Una visión crítica de los sistemas que rigen la sociedad de hoy.
Debemos recordarnos y exigir, en su caso, que la principal misión de
los partidos políticos es la de ser servidores públicos. Estar al
servicio de todos para conseguir una convivencia pacífica, más
fraterna, equitativa, solidaria y protectora del débil.
Estar al servicio de unos ciudadanos libres e iguales ante la Ley y
las normas democráticamente aprobadas para regular las relaciones
personales, institucionales y de servicios sociales, que respete las
opiniones discrepantes y el medio ambiente que nos ha sido dado, que
debemos conservar para su disfrute por las siguientes generaciones;
evitando las desigualdades e incentivando la iniciativa privada y el
estado de bienestar para todos.
Es decir, considerando a las Instituciones Públicas como gestoras de
los servicios comunes y reacudadoras de la contribución ciudadana
-conforme a sus reales ingresos y circunstancias personales y
familiares-, para sufragar los mismos con la diligencia y eficaz
gestión de "un buen padre de familia".
El sistema económico basado en la máxima producción, el consumo,
la explotación ilimitada de recursos y el beneficio, como principal
índice de la buena marcha económica, es insostenible y debemos
tomar conciencia de que ha llegado el momento de trabajar
decididamente por un nuevo modelo de sociedad y darnos la oportunidad
de rehacerla con criterios más solidarios y cooperativos, más digna
del hombre, en la que si alguien es privilegiado y favorecido, ese
sea precisamente el débil y el marginado, el que por sí mismo no
pueda defenderse.
Hay que esforzarse por erradicar la pobreza, convencidos de que entre
todos debemos y podemos conseguir un mundo en el que la naturaleza,
que nos es dada como un regalo, pueda ser compartida y conservada con
responsabilidad.
No podemos callar por más tiempo la tremenda injusticia de pueblos
que mueren de hambre cuando el planeta, con una población de 7.700
millones de habitantes, tiene capacidad para alimentar a 12.000
millones de personas.
El consumismo, como sistema de crecimiento, ha demostrado su
insostenibilidad en el desarrollo de la sociedad del bienestar y nos
ha traído como consecuencia el empobrecimiento de una parte de la
población y una Administración Pública altamente endeudada.

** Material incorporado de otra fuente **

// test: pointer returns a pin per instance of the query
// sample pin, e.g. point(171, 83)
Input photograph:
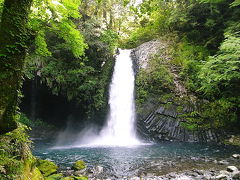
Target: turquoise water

Solemos encumbrar con facilidad a nuevos ídolos del deporte y del
mundo del arte y del espectáculo, sin tomar conciencia de que no
puede ser éticamente aceptable las cantidades astronómicas con las
que son retribuidos, en comparación con las clases medias que se
esfuerzan por sacar adelante sus proyectos vitales, sean
profesionales o empresariales, poniendo todo su empeño en generar
valor añadido a la sociedad mediante la creación de riqueza y
empleo.
Similar comentario podríamos hacer con las grandes desigualdades
retributivas de los altos cargos de empresas, en relación con la
política salarial de los restantes miembros de sus organizaciones.
Concluida la Parte Primera de este Blog, con los 5 capítulos
publicados, en los siguientes capitulos, 6, 7 y 8, expondré unas
reflexiones destinadas a denunciar la mala práxis en el ejercicio
del poder y a brindar una visión humanista del liderazgo a ejercer
por nuestros dirigentes para dignificar la función pública.
Estoy totalmente de acuerdo con su pensamiento pero desgraciadamente hay cosas que son una utopía, muy difícil de conseguir. Sería muy largo de explicar
ResponderEliminarMe voy a permitir reproducir aquí la frase atribuida al Quijote que dice: "Cambiar el mundo, amigo Sancho, no es locura ni utopiá, es justicia".
EliminarSoy consciente de lo dificil que es cambiar el mundo, pero también estoy convencido de que si nos lo proponemos con determinación podremos conseguirlo de manera gradual, aunque sea lentamente. Cada paso en este sentido tendrá trascendencia en el futuro. Recordando lo escrito por Lou Marinoff en su libro "Pregúntale a Platón", este decía que muchos de los mayores pacificadores y defensores de la resistencia no violenta a la opresión -desde Sócrates y Jesús, hasta el Mahatma Gandhi y Martin Luther King, e incluso, John Lennon- fueron conducidos a la muerte por gobiernos, o asesinados por hombres enajenados. Aún así muestra su optimismo diciendo: "Creo que la razón y la sabiduría finalmente conducirán a la humanidad por caminos pacíficos".
Nuestra responsabilidad para dejar un mundo mejor que el que nos encontramos debe ser respondida con actitud reformadora de las injusticias y la corrupción, constancia en la acción y ejemplaridad en nuestros actos. Estoy seguro que los resultados llegarán aunque no estemos aquí para gozarlo.